Year of the Zombie

The American Dialect Society, which determines the word of the year every year, has voted “bailout” as the word of the year for 2008.  If 2008 was the year of the bailout, 2009 may well become the year of the zombie, because bailouts of troubled banks and firms create zombie banks and zombie firms, which should exit the markets but manage to stay with help from creditors and the government.  In a paper that appeared in the American Economic Review, I showed (with Ricardo Caballero and Anil Kashyap) how the zombie firms in Japan hurt healthy firms in the same industry, discouraged new entrants, and stifled growth.
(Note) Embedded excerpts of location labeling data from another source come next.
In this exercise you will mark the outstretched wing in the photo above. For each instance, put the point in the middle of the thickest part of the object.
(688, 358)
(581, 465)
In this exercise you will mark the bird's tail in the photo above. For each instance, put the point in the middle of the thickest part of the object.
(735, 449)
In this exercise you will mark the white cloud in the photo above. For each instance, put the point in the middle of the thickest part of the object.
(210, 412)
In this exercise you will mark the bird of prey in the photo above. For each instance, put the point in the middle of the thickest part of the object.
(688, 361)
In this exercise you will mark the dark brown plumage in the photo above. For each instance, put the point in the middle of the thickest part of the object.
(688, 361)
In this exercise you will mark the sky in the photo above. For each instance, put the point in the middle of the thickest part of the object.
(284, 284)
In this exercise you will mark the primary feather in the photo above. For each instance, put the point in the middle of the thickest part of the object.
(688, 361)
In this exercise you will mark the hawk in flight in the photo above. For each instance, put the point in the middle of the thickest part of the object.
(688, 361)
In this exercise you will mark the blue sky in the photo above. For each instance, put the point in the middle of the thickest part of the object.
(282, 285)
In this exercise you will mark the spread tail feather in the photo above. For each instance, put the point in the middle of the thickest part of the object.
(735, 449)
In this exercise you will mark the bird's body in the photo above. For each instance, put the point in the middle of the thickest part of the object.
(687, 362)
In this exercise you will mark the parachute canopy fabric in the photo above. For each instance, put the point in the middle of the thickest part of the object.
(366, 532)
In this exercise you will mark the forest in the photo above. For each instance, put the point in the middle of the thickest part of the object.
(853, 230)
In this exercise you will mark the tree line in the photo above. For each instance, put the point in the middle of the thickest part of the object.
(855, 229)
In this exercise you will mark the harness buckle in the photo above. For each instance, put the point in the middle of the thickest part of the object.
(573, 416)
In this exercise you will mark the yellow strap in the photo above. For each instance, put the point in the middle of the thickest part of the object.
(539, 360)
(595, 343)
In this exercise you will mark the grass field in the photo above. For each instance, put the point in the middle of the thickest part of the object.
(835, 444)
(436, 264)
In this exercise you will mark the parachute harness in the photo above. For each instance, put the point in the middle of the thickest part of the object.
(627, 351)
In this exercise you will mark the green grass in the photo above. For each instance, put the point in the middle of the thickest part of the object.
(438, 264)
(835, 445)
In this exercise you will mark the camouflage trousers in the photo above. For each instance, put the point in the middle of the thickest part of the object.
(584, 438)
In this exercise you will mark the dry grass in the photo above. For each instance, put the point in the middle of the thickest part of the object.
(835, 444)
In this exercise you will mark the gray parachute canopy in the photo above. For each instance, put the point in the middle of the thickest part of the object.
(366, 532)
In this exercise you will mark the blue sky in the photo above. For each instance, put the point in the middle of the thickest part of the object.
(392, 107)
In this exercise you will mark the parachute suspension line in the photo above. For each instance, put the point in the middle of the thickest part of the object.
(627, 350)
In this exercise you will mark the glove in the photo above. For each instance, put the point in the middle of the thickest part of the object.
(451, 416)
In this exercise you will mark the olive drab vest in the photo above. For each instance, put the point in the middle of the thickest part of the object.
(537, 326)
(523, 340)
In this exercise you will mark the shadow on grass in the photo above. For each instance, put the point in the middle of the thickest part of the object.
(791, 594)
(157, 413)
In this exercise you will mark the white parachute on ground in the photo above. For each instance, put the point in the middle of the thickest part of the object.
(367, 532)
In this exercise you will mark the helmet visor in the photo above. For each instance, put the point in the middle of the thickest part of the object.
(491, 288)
The bailouts often create zombie firms by allowing inefficient firms to stay around longer than they should.  The mechanism to create zombies in the U.S. is different from Japan, where banks supported these dead firms so that they can stay around.  In the U.S., the government seems willing to help troubled firms directly.  Starting with the financial industry and auto industry, many companies have been asking for and have been receiving bailouts.  The number of industries that ask bailouts will continue to grow.  Even the adult entertainment industry asked a bailout.  The waves of bailouts are not limited to the U.S.  For example, many governments in the world are rushing to rescue their DRAM manufacturers.  (In the DRAM industry, Micron, the only U.S. manufacturer, is not planning to ask bailout.  They may suffer from competition with zombies in other countries.)

Although the mechanisms of zombie creation are different, the consequences are the same.  Zombie firms compete with healthy firms for funding, human capital, and/or demand for the products, and reduce the potential profits for healthy firms.  This discourages healthy firms from expanding and prevents new companies from entering the industry.  Our paper uses the data from Japan and finds that healthy firms reduce their investment and employment growth disproportionately when the proportion of zombies in the industry increases.  We argue that the zombie problem was an important factor behind the long stagnation of the Japanese economy in the 1990s and the early 2000s.  When bailouts are spread to many industries, American zombies will prolong the current recession in the U.S.

The Bailout Game, an online game by Blue Earth Interactive, is a pretty interesting game that reminds us how many financial institutions and companies have already been rescued in the name of preventing the economic meltdown.  The game is, however, incomplete.  None of those bailed out companies come back as zombies.  At least that does not happen when I played the game.